In 1962, a group of young German directors declared “Grandpa's Kino” to be “dead” and demanded new content and presentation methods for the film. The film funding institution Kuratorium Junge deutscher Film was founded as a registered association in February 1965 and converted into a foundation under civil law in 1982. Alexander Kluge's film debut Farewell to Yesterday was the first film in 1965 to be sponsored by the Board of Trustees.

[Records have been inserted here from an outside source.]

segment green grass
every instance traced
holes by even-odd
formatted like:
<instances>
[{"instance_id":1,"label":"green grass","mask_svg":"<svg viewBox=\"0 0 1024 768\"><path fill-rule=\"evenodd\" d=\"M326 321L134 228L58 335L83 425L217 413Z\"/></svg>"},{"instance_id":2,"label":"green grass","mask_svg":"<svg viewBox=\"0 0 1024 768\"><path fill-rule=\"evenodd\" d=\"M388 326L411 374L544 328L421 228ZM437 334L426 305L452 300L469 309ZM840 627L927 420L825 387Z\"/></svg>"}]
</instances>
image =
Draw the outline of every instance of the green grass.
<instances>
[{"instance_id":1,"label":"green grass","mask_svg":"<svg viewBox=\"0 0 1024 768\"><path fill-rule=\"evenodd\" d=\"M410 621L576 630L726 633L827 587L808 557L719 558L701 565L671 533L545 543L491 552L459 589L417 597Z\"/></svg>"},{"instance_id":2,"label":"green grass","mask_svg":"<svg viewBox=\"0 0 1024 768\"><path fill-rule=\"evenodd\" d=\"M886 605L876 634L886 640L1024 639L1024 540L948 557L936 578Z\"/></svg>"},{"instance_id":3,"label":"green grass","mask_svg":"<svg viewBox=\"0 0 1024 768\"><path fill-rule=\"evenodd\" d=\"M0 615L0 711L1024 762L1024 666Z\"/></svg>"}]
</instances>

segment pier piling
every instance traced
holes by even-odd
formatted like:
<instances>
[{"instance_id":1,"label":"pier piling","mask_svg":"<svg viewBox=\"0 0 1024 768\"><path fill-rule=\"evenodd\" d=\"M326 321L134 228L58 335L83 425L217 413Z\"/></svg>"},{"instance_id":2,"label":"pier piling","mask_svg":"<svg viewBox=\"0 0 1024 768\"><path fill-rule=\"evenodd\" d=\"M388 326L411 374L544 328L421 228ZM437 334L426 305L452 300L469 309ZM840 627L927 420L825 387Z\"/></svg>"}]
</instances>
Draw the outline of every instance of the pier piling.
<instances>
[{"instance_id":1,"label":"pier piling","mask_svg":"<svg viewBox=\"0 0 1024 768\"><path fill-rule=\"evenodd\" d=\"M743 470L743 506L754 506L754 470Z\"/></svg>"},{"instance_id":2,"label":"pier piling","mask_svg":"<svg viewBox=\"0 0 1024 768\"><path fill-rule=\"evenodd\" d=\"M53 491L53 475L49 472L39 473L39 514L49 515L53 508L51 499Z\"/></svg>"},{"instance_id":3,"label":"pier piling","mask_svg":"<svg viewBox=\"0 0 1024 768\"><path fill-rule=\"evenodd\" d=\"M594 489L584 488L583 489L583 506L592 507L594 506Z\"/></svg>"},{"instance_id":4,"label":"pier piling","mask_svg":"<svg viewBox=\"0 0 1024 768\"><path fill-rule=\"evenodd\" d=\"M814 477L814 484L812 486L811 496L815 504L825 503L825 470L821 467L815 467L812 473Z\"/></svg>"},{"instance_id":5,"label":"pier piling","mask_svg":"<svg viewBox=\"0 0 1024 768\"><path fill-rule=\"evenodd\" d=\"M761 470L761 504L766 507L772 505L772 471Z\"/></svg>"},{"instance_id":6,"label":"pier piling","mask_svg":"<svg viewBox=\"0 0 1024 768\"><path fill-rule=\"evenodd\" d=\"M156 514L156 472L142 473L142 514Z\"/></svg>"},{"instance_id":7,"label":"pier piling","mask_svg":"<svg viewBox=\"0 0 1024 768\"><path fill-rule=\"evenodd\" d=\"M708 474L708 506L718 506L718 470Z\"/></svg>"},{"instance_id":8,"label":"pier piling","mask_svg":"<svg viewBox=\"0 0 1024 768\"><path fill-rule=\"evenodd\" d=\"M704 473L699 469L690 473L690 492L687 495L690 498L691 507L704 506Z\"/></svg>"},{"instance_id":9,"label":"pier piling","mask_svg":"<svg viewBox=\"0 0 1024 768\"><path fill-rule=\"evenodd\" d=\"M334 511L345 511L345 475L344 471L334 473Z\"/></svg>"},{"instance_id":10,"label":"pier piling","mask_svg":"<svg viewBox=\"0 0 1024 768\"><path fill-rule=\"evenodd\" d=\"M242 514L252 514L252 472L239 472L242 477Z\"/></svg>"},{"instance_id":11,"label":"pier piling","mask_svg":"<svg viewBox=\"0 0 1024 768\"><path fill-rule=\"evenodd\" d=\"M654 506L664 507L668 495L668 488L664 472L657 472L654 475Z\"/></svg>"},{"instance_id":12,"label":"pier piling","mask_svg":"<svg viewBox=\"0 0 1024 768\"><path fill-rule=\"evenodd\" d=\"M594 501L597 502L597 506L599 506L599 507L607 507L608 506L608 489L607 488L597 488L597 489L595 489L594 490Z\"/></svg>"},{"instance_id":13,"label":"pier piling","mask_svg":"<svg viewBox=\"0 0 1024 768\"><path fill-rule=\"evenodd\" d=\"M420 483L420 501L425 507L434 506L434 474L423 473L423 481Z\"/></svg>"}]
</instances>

The foundation is based on an administrative agreement dated May 18, 1982, in which the federal states committed to joint financing. In 1992 the five new federal states joined. Six years later, after a one and a half year restructuring phase, the foundation resumed active funding work and has been working with the Federal Government Commissioner for Culture and Media (BKM) in the field of children's films since 2005 . The finance ministers of the federal states decided on September 8, 2005 to end the financing of Germany's oldest film funding institution by the 2008 budget year. Only because of massive protests by filmmakers from Europe was this project reversed. In 2010 the Board of Trustees celebrated its forty-fifth anniversary.

advancement

Funding focuses on talent and children's films . In addition to financial support, the focus is on intensive advice and project support from two project supervisors. In continuation of the successfully started path, the foundation has agreed on close cooperation in the field of children's films with the Federal Government Commissioner for Culture and Media (BKM) since the beginning of 2005.

Funded Films

The list of the meanwhile successful filmmakers who made their first film thanks to the support of the Board of Trustees ranges from "A" for Herbert Achternbusch to names like Roland Emmerich , Werner Herzog , Doris Dörrie , Nina Grosse , Sandra Nettelbeck , Ulrike Ottinger , Ula Stöckl , Detlev Buck , Stanisław Mucha , Edgar Reitz , Jean-Marie Straub and Tom Tykwer on “W” like Wim Wenders .

But also currently successful feature films like Die Fremde (director: Feo Aladag ) could be set up with the support of the board of trustees as well as the films recently jointly funded by the BKM and the board of trustees The Wild Chicken and Life (director: Vivian Naefe ) and The mother-of-pearl color (director: Marcus H. Rosenmüller ).